Viacheslav, December 06, 2016 - 12:57 pm UTC

It seemsto me that in 12.2 version Oracle improves
support modern 4k disks. You can specify logic_sector_size=4k for ASM diskgroups (Oracle Database 12c Release 2, Automatic Storage Management Administrator's Guide):
https://docs.oracle.com/database/122/OSTMG/create-diskgroups.htm#GUID-8B656725-D347-4166-8775-1070B6C4D580




Additional point

J. Laurindo Chiappa, December 06, 2016 - 5:56 pm UTC

Additionally, I indicate that in the "Oracle Database Administrator's Guide 11gR2" we have the following information:

"
Planning the Block Size of Redo Log Files

Unlike the database block size, which can be between 2K and 32K, redo log files always default to a block size that is equal to the physical sector size of the disk. Historically, this has typically been 512 bytes (512B).

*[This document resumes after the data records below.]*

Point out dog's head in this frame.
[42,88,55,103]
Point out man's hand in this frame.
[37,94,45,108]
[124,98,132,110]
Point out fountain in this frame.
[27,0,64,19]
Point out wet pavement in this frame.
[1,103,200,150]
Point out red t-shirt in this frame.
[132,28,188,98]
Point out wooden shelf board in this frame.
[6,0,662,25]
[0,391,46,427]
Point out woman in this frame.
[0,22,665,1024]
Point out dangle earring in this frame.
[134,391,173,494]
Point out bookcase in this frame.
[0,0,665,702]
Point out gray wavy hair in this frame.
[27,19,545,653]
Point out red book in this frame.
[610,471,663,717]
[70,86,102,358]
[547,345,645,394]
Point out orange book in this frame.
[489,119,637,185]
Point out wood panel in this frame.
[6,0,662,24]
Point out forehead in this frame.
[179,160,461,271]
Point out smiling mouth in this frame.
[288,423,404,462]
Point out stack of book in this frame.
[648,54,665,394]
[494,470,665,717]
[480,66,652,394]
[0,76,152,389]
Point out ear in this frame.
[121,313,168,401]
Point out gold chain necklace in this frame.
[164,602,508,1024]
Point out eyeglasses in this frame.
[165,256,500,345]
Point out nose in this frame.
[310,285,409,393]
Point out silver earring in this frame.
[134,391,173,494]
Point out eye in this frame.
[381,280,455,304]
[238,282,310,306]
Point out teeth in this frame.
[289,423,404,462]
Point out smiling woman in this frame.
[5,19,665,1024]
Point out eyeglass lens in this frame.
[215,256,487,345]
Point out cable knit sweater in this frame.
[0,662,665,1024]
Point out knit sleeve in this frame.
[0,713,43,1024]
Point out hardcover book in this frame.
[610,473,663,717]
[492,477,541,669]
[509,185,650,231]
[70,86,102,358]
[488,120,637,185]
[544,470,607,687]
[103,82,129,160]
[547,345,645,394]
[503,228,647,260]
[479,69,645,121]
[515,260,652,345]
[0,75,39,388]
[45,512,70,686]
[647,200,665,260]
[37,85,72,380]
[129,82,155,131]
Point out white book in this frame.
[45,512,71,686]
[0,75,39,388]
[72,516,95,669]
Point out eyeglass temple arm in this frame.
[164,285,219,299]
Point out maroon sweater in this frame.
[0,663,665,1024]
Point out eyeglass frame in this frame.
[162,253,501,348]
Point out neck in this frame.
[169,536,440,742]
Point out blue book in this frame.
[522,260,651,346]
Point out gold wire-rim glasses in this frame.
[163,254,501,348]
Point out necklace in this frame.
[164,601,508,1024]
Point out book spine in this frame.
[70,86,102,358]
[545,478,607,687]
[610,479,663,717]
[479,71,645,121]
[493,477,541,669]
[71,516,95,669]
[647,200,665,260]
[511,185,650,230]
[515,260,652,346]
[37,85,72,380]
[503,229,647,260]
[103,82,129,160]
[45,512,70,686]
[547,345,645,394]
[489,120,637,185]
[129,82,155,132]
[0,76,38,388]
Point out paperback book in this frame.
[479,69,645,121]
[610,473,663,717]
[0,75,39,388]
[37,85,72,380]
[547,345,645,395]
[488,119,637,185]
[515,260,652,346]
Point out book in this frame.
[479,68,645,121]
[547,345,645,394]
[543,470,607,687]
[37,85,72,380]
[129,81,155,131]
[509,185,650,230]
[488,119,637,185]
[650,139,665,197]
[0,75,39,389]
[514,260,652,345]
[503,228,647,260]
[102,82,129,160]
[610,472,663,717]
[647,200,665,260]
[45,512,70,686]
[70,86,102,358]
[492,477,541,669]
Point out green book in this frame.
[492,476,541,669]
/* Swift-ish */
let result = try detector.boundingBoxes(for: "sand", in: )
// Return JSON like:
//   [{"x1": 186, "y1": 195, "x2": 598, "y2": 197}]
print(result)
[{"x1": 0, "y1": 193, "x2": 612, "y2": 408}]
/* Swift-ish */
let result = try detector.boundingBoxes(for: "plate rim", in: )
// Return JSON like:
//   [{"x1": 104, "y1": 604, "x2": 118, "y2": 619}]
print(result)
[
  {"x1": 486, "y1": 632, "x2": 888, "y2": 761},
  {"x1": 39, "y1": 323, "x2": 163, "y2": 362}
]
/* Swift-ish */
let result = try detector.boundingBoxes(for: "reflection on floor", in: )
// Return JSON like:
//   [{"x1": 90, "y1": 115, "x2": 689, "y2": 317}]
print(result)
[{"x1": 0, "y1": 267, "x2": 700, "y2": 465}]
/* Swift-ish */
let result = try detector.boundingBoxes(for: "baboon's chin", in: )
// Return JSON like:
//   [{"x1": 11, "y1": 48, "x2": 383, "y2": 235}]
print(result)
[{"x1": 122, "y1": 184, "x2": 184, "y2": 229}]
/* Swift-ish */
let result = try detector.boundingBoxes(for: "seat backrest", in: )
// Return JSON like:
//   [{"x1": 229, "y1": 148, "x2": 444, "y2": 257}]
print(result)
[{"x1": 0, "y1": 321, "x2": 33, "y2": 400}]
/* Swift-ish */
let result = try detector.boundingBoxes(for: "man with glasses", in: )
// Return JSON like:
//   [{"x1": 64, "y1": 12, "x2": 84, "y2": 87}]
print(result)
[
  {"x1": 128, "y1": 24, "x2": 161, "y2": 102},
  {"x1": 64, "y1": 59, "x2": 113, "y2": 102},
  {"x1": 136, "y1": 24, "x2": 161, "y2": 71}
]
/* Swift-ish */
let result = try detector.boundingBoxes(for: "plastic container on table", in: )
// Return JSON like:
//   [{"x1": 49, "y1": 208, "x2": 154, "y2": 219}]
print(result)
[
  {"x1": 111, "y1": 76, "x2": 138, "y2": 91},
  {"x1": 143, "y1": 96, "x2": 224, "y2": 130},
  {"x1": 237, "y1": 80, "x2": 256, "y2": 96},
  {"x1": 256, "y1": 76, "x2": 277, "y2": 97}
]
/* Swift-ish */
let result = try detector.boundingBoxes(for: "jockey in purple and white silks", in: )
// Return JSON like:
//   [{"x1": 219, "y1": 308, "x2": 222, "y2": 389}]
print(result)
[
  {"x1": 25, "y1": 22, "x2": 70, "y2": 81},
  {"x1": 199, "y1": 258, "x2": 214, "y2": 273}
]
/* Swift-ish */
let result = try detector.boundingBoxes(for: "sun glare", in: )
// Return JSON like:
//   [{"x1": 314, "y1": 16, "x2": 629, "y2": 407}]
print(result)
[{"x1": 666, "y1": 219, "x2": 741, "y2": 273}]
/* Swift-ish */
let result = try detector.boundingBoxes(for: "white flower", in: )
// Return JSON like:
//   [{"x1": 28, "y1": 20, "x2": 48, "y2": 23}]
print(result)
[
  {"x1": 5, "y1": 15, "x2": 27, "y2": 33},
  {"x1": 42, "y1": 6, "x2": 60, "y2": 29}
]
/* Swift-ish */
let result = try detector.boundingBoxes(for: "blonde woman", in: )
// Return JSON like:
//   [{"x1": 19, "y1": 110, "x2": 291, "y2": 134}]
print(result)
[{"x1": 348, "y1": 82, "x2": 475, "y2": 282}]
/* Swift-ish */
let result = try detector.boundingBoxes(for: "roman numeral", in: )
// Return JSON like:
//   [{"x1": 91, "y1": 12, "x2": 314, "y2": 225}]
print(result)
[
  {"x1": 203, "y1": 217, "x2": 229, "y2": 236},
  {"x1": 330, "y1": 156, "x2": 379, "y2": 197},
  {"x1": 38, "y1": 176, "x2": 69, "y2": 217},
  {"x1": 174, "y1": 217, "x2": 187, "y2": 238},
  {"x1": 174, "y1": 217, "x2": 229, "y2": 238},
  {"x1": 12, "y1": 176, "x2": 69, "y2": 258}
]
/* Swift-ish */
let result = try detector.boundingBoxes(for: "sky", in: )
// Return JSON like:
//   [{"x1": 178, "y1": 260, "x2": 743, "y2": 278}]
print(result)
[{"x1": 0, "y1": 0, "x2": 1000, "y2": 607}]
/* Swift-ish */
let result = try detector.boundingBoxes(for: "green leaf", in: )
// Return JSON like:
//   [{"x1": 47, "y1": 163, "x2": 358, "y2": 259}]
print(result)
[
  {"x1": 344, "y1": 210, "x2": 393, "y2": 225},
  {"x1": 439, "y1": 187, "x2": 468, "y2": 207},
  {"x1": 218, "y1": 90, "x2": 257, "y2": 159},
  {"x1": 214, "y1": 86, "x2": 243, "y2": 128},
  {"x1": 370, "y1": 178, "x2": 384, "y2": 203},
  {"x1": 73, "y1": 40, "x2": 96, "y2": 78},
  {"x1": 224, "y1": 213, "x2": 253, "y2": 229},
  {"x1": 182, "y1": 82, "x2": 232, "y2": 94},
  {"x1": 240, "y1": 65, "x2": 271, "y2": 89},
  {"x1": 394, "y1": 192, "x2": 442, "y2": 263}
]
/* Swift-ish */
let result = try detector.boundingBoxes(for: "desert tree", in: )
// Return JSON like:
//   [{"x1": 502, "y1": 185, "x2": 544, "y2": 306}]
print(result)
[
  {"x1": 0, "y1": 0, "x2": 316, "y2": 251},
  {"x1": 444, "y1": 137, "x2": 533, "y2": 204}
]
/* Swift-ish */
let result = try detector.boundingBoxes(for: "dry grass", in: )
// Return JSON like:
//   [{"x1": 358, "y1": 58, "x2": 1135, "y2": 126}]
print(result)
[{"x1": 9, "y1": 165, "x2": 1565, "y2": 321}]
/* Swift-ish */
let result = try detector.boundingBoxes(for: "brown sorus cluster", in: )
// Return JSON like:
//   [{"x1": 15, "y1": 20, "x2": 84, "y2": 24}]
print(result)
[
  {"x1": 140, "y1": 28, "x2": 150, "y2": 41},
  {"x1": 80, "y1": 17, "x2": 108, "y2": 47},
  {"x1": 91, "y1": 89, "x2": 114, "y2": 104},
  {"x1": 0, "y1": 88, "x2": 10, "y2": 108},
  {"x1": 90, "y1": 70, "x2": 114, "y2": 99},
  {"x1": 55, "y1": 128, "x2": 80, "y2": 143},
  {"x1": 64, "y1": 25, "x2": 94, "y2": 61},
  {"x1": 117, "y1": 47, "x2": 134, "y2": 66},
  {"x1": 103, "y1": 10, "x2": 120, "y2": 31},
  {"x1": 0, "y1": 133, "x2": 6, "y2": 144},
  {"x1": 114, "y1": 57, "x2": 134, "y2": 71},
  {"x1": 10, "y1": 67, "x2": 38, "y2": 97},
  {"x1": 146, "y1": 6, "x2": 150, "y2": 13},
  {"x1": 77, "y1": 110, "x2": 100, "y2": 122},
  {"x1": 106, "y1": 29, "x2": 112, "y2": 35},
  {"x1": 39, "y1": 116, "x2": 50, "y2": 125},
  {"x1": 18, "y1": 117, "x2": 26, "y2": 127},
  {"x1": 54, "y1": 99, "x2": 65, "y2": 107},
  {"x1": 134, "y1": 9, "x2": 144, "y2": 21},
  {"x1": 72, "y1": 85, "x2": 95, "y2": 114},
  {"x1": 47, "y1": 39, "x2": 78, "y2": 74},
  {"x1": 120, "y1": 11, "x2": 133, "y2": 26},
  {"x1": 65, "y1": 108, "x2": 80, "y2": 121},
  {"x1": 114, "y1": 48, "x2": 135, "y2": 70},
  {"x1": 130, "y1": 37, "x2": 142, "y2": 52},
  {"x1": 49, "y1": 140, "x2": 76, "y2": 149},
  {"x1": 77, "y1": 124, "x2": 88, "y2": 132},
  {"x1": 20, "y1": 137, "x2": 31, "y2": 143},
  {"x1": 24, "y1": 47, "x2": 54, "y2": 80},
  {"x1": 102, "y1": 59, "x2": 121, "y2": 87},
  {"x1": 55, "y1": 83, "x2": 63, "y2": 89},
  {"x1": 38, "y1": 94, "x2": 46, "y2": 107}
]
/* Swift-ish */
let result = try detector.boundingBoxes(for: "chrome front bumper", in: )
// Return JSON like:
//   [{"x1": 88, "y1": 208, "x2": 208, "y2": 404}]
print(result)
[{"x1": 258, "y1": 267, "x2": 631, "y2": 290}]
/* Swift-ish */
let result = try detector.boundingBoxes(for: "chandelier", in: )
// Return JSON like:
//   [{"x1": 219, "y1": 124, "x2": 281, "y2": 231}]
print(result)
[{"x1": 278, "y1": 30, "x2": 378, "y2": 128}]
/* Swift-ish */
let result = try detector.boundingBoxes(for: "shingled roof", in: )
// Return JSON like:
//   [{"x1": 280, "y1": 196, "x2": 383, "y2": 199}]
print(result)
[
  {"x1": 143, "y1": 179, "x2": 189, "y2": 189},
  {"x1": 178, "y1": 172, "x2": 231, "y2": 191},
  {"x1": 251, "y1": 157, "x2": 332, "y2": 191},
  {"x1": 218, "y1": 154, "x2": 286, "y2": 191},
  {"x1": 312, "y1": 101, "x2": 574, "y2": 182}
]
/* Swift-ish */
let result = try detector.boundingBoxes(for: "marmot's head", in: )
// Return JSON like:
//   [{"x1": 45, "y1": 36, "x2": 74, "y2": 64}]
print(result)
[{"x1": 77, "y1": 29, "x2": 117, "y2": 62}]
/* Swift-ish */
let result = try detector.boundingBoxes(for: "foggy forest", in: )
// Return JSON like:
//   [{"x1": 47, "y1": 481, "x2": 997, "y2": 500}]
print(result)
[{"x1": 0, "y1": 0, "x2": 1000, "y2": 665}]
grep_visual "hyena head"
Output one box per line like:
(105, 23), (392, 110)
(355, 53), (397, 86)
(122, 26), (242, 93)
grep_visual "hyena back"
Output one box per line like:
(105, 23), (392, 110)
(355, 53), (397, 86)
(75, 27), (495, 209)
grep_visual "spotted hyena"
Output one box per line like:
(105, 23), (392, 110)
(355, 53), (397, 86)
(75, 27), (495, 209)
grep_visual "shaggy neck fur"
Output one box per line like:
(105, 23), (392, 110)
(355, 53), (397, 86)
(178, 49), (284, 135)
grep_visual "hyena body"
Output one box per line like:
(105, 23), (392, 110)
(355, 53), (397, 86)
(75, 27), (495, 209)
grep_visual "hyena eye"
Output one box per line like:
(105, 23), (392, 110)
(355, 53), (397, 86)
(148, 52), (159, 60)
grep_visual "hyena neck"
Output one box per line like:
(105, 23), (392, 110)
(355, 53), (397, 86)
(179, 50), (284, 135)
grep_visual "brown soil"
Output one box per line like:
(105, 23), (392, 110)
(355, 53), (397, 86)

Some newer high-capacity disk drives offer 4K byte (4K) sector sizes for both increased ECC capability and improved format efficiency. Most Oracle Database platforms are able to detect this larger sector size. The database then automatically creates redo log files with a 4K block size on those disks.
"

So, it is NOT mandatory to indicate the block size for redo, in many modern hardwares....

Best regards,

J. Laurindo Chiappa



Connor McDonald
December 07, 2016 - 2:11 pm UTC

Thanks for the additional info

Thanks!

John Cantu, December 06, 2016 - 10:36 pm UTC

Thank you, I will take a look at those references you sent me, Connor. However, I wish Oracle documentation would provide more information on this. It seems like an important subject for Oracle not to provide detailed information and examples. There could be many Oracle systems out there misconfigured because of this new 4k sector "improvement". I don't have any idea how much slower.